Is Russia's president or prime minister more powerful?

The president. The president is head of state and commander in chief, appoints top ministers, and conducts foreign policy, while the prime minister is head of government and oversees the civil service.

How does Russia's State Duma get elected?

Through a mixed electoral system: half of the representatives are directly elected from single-member districts, and the other half are chosen through proportional representation with a threshold.

Is the Federation Council elected or appointed?

Appointed. Members are appointed by regional governors and regional legislatures, which makes it comparable to the UK House of Lords and different from the elected upper houses of Mexico and Nigeria.

How is Russia different from China on the AP Comp Gov exam?

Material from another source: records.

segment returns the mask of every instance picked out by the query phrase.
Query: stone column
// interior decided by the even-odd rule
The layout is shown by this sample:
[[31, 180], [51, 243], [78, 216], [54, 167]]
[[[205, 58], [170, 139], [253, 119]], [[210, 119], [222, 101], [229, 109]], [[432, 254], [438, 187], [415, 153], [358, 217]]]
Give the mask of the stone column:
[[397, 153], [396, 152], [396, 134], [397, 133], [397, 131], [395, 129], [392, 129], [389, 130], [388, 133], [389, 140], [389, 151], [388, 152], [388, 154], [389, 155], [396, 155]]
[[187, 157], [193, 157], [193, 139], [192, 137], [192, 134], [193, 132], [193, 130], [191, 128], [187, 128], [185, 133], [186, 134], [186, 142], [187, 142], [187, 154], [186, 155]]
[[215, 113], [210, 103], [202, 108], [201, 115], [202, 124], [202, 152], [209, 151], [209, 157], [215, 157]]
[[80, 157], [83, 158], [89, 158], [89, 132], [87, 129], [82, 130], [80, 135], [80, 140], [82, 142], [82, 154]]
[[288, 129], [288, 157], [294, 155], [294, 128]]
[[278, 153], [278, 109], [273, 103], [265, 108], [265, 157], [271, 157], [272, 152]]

Russia holds contested multiparty elections (with limited competitiveness), making it a competitive authoritarian regime, while China is a one-party authoritarian state with no contested national elections. For media control, Russia's required example is nationalized broadcast media, while China's is the Great Firewall.

Why is Russia called a rentier state in AP Comparative Government?

Because the government derives sizable revenue from oil and gas exports rather than taxation, like Iran and Nigeria. This brings resource-curse risks: lack of diversification, revenue swings with world prices, corruption, and weak accountability to citizens.